Il caso Montesi e i fratelli Piccioni
Ansa, 08-09-2018, Paola Catani
Pubblicato carteggioinedito dal carcere tra Leone e Piero

Un carteggio inedito, tra il critico letterario Leone Piccioni e il fratello musicista Piero, durante i tre mesi di carcerazione di quest’ultimo per la morte di Wilma Montesi, trovata priva di vita sulla spiaggia di Torvaianica la vigilia di Pasqua del 1953. Piero Piccioni fu poi assolto con formula piena: l’unica sua ‘colpa’, ricorda Gloria Piccioni, figlia di Leone, “oltre a quella di essere un musicista che amava il jazz, fu di essere il figlio di Attilio Piccioni, tra gli ultimi rappresentanti del Partito Popolare, padre fondatore della Repubblica oltreché della Dc: come naturale successore di De Gasperi era un ‘ingombro’ di cui qualcuno voleva disfarsi”.
Quelle lettere, 27 in tutto, scritte un giorno sì e uno no dal 23 settembre al 27 novembre 1954, ritrovate casualmente in una busta, sono ora pubblicate nel libro ‘Lungara 29. Il ‘caso Montesi’ nelle lettere a Piero’, titolo che prende a prestito anche l’indi
rizzo di Regina Coeli dove Piero fu recluso 64 anni fa. Il volume, a cura di Gloria Piccioni e con l’introduzione di Stefano Folli (che oggi, insieme a Marta Morazzoni lo presenteranno a Certaldo al premio Boccaccio), contiene inoltre due ritratti di Attilio Piccioni firmati da Indro Montanelli e Giovanni Spadolini.
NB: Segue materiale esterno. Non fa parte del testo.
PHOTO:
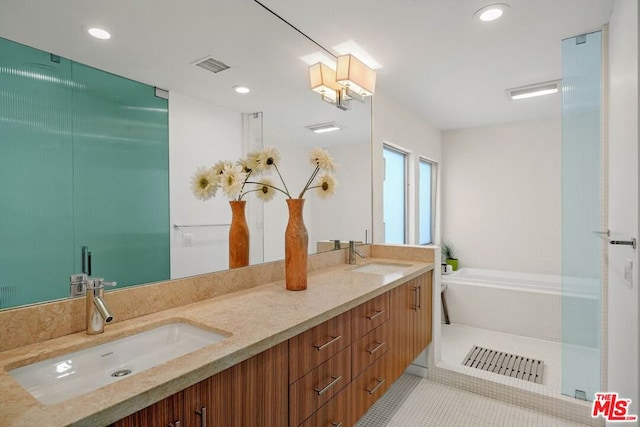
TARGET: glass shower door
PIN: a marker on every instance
(582, 251)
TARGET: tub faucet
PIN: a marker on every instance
(353, 251)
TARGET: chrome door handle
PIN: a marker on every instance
(328, 386)
(331, 341)
(631, 242)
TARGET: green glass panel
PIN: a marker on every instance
(121, 177)
(581, 215)
(36, 221)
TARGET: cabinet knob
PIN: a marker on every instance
(203, 416)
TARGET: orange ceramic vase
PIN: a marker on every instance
(296, 241)
(238, 236)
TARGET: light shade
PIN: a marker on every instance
(323, 81)
(324, 127)
(355, 75)
(538, 89)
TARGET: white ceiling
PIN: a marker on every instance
(437, 60)
(449, 68)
Proprio Montanelli definì quanto accadde “il più vergognoso, ignobile e infame scandalo che la stampa e la pubblica opinione abbiano mai scatenato contro un innocente”. Un caso che, per Gloria Piccioni, “fu la chiave di volta di un cambiamento del modo di fare e di concepire la politica e del ruolo della magistratura, e che ha lasciato ferite aperte ancora oggi”.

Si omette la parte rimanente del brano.